Berita Nunukan Terkini
Melihat Rumah Kubu', Tempat Pelestarian Budaya Nenek Moyang Masyarakat Dayak Lundayeh di Krayan
Melihat Rumah Kubu', tempat pelestarian kebudayaan nenek moyang masyarakat suku Dayak Lundayeh di Krayan, Nunukan, Kalimantan Utara.
Penulis: Edy Nugroho | Editor: Sumarsono
TRIBUNKALTARA.COM, NUNUKAN – Melihat Rumah Kubu', tempat pelestarian kebudayaan nenek moyang masyarakat suku Dayak Lundayeh di Krayan, Nunukan, Kalimantan Utara.
Memasuki jalan setapak di tengah hutan mini kita akan dibawa ke arah sebuah rumah bergaya arsitektur yang estetik.
Hampai 90 persen semua terbuat kayu, termasuk sebagian atapnya yang dibuat dari kayu belibakan. Tempat tersebut dikenal dengan Rumah Kubu’
"Dulu semua itu dibuat dari kayu. Tapi karena sudah beberapa rusak yang di sebelah sana, diganti dengan atap seng. Di bawahnya dilapisi tikar pandan," ungkap Ellias Yesaya, pria yang bertanggung jawab atas keberadan rumah kubu' itu.

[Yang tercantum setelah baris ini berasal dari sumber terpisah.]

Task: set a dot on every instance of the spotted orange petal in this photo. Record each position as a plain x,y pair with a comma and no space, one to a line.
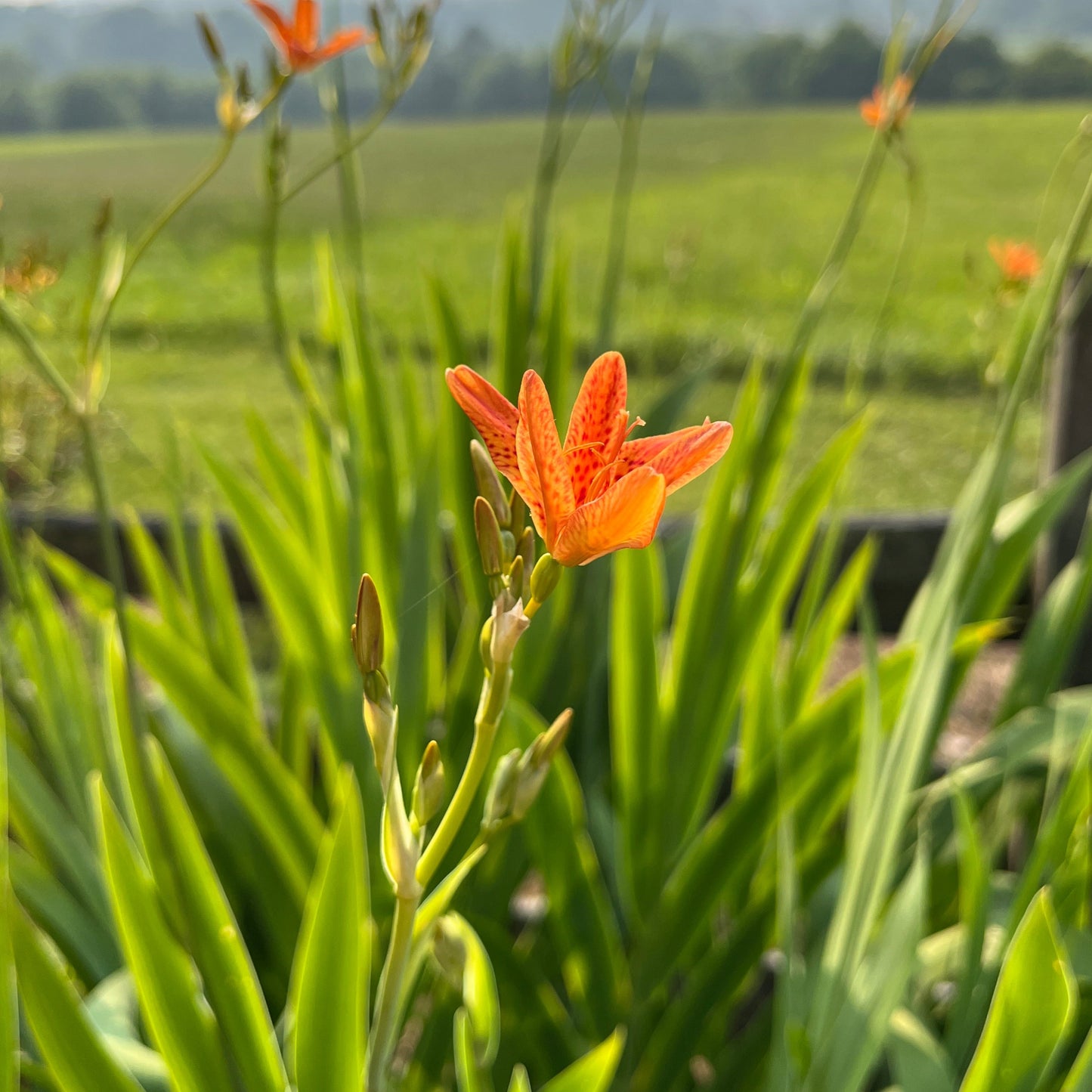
273,20
341,42
537,432
491,414
598,424
625,517
691,453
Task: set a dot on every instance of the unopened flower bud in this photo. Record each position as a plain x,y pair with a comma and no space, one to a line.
535,763
501,794
449,951
545,578
515,577
488,483
380,719
401,851
211,42
428,787
509,621
367,631
487,531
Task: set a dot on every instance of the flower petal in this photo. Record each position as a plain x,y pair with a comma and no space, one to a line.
537,446
341,42
273,20
491,414
694,451
625,517
598,425
307,24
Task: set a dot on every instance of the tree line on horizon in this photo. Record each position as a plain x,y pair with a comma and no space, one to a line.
475,78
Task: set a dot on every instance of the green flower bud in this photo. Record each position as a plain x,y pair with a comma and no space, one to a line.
545,578
508,626
400,849
487,531
428,787
501,794
449,951
534,765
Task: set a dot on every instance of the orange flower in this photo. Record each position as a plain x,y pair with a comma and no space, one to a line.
299,42
600,491
889,107
1019,262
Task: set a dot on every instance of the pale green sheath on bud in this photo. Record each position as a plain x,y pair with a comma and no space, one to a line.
519,519
488,483
517,578
487,531
449,949
501,795
534,765
525,549
401,851
545,578
509,623
428,787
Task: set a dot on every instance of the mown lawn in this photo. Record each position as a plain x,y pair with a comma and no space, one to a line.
732,216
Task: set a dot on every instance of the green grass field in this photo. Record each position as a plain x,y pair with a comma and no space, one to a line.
732,216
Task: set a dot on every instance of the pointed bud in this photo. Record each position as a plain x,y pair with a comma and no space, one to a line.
519,518
488,483
545,578
449,951
525,549
401,849
212,46
509,623
501,794
428,787
535,765
487,531
367,633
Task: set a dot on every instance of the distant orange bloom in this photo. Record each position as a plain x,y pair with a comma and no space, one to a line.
889,107
27,275
299,41
600,491
1019,262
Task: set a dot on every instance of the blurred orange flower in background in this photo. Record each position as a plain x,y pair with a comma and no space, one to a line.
600,491
1019,262
299,41
889,107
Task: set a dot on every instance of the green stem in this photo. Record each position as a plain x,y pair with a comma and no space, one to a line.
546,175
324,164
388,998
630,125
271,237
152,232
495,691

Rumah kubu', disebutkan Ellias, merupakan duplikat rumah adat nenek moyang suku Dayak Lundayeh di dataran tinggi Krayan, Kabupaten Nunukan, Kalimantan Utara.

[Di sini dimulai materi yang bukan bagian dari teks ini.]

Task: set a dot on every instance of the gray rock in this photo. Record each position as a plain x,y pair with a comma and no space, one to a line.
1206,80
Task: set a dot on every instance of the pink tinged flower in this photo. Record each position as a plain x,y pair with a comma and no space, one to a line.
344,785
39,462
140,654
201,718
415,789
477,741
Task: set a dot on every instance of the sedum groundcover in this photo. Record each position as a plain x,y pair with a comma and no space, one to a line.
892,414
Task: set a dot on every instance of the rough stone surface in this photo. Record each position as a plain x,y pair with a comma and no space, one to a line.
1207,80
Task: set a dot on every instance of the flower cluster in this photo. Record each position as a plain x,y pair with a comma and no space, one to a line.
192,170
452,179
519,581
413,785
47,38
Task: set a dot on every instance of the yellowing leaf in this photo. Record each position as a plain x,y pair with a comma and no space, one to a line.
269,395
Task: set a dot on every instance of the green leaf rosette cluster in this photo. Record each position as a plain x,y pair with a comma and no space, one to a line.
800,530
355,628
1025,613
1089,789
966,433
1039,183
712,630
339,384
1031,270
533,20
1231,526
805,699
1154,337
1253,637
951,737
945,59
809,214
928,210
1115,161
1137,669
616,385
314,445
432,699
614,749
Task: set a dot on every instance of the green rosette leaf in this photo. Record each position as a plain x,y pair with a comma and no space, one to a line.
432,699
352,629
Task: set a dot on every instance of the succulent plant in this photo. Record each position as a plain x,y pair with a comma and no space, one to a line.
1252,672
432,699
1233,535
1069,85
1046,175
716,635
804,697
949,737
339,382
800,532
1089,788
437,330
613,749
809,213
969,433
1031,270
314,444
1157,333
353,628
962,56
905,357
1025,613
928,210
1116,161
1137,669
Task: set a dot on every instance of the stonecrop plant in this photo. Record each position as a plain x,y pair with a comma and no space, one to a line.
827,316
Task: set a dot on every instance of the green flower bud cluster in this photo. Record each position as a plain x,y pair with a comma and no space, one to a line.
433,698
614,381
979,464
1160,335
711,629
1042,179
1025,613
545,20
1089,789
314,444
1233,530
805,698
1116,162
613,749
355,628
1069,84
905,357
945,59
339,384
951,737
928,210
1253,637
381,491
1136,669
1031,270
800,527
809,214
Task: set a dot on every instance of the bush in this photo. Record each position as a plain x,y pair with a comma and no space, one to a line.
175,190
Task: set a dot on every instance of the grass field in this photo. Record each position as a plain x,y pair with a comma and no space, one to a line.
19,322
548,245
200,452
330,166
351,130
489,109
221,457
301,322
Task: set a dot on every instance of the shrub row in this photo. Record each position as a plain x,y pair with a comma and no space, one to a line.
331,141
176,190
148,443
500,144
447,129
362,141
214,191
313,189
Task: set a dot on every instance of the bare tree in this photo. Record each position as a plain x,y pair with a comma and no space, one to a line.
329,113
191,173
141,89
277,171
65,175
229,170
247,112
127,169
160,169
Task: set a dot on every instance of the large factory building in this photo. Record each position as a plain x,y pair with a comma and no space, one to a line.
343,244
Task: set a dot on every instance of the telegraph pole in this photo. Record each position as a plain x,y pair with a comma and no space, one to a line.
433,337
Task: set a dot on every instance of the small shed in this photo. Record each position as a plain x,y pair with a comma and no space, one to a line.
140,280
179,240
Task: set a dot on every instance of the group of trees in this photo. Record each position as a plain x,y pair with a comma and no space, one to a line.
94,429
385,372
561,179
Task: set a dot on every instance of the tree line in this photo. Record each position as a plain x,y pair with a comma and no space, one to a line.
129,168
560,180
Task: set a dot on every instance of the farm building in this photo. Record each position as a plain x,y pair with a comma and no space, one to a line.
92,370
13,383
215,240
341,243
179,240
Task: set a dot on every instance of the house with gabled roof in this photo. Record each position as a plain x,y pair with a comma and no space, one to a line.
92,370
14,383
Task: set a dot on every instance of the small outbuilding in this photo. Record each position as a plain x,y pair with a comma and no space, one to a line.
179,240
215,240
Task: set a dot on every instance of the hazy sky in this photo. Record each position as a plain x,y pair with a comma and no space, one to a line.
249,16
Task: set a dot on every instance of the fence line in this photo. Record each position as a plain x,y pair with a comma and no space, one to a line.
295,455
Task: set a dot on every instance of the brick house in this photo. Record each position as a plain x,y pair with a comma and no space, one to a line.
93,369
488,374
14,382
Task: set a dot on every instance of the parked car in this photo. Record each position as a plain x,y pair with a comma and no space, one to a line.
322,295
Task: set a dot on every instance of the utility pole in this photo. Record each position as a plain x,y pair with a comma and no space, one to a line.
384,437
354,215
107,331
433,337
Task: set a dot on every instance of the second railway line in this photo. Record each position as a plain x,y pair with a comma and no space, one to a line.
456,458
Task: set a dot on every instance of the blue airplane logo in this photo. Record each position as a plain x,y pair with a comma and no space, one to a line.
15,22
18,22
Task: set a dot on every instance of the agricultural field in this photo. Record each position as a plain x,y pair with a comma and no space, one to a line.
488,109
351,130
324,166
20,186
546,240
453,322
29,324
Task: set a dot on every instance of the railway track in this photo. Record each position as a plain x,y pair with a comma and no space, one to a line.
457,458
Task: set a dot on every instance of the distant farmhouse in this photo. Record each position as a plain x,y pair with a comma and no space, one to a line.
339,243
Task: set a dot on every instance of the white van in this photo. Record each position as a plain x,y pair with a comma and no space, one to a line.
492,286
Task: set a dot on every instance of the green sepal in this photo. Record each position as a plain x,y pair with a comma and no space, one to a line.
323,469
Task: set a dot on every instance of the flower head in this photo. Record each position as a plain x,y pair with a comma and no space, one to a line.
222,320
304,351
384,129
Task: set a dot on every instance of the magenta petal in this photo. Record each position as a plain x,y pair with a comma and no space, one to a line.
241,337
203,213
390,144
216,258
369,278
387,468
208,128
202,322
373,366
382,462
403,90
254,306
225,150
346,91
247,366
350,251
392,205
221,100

Tak hanya bagian luarnya yang masih berusaha menyerupai rumah kubu' yang asli yang sudah ada sejak ratusan, bahkan mungkin ribuan tahun silam itu.
Di dalam rumah panggung tersebut juga menyimpan banyak koleksi benda-benda bersejarah peninggalan nenek moyang masyarakat Dayak Lundayeh.
Baca juga: Inilah Makna Ritual Adat Lundayeh ‘Feluwa’ di Acara Pembukaan Pendidikan SPN Polda Kaltara
Meski diakui oleh Ellias, sebagian barang di situ ada yang sudah duplikat.
"Sebagian saya bawa simpan di rumah. Itu ada ukiran asli zaman dahulu, ada miniatur tungku tempat masak nenek moyang kita orang Lundayeh," kata Ellias yang juga merupakan seniman itu.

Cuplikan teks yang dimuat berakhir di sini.